Entretanto, o verdadeiro motivo da carta era a necessidade de, tendo contribuído há 27 anos para formar gerações sucessivas de adolescentes, expressar o que considerou ‘um desabafo’. Afirmou Romero que não compreendia o ‘professor não-educador’ em seu magistério e que sempre procurara fazer com que seus alunos melhorassem, esforçando-se por lhes indicar ‘o caminho da retidão e da dignidade’, um aspecto da ‘identidade para si’ que norteava sua própria prática, enquanto professor do Colégio Pedro II. Pediu então licença para expor ao Ministro a estranheza com que tinha ouvido do mesmo, no Palácio Tiradentes, no dia anterior, a declaração pública de que os vencimentos dos professores secundários federais teriam sido aumentados.
Depois de reforçar sua estima pelo Ministro, afirmou que não entendera tal declaração, já que os Professores do Colégio Pedro II não haviam sido aumentados em seus vencimentos; pelo contrário estes teriam sido diminuídos. Os que estavam classificados na letra ‘L’ permaneceram na mesma posição, com um aumento desproporcionado de horas de serviço: de 6 horas semanais obrigatórias de aulas em 1939, tinham passado para 12 horas semanais em 1940 e a 18 de abril em 1941. Isso, com a mesma retribuição, como se o professor não tivesse necessidade de se preparar, além do trabalho da correção das provas escolares.
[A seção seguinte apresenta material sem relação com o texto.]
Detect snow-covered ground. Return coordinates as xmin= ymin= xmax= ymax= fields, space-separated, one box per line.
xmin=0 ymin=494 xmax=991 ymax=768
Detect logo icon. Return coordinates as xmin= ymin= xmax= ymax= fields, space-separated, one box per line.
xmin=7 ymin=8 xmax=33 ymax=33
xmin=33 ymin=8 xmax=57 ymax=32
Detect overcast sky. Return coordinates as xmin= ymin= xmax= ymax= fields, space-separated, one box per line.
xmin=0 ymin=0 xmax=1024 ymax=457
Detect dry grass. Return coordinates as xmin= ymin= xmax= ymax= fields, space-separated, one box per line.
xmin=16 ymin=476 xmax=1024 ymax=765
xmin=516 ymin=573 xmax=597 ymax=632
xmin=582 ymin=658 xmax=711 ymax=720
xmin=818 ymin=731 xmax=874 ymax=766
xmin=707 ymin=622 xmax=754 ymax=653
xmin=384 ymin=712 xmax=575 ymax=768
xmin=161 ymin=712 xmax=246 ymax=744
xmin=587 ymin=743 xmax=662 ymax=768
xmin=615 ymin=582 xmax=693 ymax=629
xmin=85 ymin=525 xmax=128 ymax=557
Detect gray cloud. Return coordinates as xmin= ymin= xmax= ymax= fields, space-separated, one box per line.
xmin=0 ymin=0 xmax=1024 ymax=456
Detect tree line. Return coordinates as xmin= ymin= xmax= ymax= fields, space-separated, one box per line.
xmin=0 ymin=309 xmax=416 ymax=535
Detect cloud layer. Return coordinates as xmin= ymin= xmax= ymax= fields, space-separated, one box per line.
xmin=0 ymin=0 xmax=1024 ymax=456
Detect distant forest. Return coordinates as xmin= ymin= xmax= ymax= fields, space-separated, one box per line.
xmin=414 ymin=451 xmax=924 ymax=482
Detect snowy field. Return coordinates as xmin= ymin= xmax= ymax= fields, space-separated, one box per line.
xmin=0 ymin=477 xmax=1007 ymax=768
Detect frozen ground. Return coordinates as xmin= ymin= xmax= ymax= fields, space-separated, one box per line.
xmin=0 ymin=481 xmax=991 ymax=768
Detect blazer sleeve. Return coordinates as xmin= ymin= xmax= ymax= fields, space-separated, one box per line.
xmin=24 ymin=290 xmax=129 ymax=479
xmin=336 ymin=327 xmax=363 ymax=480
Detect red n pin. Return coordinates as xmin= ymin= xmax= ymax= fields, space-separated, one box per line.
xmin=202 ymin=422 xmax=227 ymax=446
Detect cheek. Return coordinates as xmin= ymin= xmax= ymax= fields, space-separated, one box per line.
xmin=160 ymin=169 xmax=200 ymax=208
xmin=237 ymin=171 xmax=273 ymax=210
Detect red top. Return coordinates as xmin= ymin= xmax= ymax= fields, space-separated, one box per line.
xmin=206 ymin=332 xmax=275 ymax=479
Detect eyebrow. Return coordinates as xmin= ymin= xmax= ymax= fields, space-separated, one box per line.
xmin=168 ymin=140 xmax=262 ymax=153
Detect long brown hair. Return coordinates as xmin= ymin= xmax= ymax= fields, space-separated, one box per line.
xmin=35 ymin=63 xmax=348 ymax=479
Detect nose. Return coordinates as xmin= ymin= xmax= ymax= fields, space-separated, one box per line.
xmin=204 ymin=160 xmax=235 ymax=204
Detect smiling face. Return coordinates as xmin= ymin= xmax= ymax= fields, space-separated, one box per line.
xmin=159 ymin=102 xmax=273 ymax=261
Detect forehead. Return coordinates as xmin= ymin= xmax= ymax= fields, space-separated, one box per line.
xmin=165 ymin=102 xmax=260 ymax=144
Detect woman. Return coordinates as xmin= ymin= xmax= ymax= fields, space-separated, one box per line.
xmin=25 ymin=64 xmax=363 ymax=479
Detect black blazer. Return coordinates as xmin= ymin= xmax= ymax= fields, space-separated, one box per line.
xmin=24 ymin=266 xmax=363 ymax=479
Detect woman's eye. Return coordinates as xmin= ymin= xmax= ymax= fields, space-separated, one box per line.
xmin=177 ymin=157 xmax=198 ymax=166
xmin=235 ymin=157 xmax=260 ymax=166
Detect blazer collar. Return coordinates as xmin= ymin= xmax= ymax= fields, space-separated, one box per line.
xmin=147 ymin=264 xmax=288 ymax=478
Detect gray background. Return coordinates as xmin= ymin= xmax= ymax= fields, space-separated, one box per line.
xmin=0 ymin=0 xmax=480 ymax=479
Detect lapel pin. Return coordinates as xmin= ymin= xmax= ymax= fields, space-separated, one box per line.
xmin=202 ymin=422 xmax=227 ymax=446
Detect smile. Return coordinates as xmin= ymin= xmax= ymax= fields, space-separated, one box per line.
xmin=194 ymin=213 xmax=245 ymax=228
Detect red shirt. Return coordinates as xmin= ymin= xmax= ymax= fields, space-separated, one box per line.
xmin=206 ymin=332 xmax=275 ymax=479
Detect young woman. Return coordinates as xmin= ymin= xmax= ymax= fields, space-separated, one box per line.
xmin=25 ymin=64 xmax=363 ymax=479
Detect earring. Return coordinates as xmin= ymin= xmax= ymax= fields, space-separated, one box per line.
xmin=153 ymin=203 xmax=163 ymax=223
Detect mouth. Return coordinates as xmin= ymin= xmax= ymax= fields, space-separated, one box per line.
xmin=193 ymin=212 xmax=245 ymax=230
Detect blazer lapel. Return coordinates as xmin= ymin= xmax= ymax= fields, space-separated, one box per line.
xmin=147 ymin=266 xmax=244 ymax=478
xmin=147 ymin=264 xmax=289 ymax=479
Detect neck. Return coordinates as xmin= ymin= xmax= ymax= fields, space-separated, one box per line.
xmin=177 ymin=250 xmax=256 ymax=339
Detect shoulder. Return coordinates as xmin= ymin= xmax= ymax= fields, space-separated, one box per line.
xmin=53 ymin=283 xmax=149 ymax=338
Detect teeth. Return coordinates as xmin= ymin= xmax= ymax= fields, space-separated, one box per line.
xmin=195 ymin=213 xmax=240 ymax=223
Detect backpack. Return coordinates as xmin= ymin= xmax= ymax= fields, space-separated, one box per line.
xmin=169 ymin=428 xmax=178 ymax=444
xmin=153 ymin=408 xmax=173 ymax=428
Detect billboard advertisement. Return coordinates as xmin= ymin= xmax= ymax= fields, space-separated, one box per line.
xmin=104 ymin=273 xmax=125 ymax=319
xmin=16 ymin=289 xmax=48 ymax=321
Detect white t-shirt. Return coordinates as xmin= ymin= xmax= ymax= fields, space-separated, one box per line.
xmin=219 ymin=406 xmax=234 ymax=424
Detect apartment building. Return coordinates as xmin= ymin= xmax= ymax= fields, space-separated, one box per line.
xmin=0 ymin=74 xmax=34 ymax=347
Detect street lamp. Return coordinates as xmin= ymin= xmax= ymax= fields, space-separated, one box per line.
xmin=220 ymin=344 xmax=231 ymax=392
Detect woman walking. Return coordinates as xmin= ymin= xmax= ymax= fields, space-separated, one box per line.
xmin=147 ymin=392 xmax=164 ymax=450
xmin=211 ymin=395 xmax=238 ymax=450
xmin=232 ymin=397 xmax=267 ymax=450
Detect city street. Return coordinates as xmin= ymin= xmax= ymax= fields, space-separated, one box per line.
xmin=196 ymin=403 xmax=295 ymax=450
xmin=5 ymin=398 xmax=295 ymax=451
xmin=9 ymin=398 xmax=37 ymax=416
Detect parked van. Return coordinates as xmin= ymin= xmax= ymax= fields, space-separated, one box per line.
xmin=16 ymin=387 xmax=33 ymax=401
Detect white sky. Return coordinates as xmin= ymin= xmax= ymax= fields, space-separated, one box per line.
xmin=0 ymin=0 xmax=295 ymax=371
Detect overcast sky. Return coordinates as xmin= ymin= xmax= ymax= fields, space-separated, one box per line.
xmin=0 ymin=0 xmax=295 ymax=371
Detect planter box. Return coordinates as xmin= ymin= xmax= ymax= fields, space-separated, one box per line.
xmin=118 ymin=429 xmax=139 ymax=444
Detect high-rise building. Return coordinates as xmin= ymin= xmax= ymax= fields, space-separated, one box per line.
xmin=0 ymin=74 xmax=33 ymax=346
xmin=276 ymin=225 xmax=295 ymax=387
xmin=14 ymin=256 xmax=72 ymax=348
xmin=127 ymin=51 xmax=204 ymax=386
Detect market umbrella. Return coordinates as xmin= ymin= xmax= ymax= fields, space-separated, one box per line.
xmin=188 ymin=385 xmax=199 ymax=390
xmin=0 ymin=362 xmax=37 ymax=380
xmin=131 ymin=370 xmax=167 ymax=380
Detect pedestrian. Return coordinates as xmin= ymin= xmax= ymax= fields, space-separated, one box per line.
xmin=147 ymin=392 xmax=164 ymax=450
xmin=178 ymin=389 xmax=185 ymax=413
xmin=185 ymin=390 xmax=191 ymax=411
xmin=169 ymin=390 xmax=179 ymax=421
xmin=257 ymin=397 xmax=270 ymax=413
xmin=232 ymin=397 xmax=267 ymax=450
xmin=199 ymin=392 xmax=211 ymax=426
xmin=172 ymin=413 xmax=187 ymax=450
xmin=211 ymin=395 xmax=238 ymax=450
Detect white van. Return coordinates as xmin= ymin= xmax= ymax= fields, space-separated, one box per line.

Os cinco professores do Colégio Pedro II que estavam classificados na letra ‘K’7 e que haviam sido promovidos à letra ‘L’, também obtiveram aumento de 2 horas diárias de aulas. No regime anterior, com o desdobramento de turmas, conseguiam, se quisessem lecionar as suplementares, obter mais ou menos 1 conto e quinhentos mil réis, nessas duas horas de serviço acrescido; no regime de então, havia-lhes sido imposta a obrigatoriedade da prestação do trabalho, com a ‘simples remuneração’ de quatrocentos mil réis.
Finalizando a carta, Nelson Romero reiterou sua admiração pelas virtudes de Capanema, esperando que a declaração do Ministro houvesse de produzir o efeito desejado de corrigir a injustiça com que os Professores do Colégio Pedro II tinham sido tratados no que diz respeito ao aumento de vencimentos do magistério.
Foi encontrado no CPDOC/FGV um relatório (Lodi, [1940]), considerado sigiloso na época, provavelmente elaborado por algum funcionário ligado ao governo, no qual a situação do Colégio Pedro II foi classificada como ‘caótica’. Tal quadro vai de encontro às noções de ‘ordem’, ‘excelência’ e de ‘padrão’ construídas historicamente por professores, alunos e funcionários. Relatando fatos considerados de natureza grave, o autor do documento sugeriu medidas que poderiam contribuir para melhorar a situação do Colégio, uma vez que este, em suas palavras, ‘de padrão de ensino’ quase estava se transformando em ‘padrão de desordem e da desmoralização’.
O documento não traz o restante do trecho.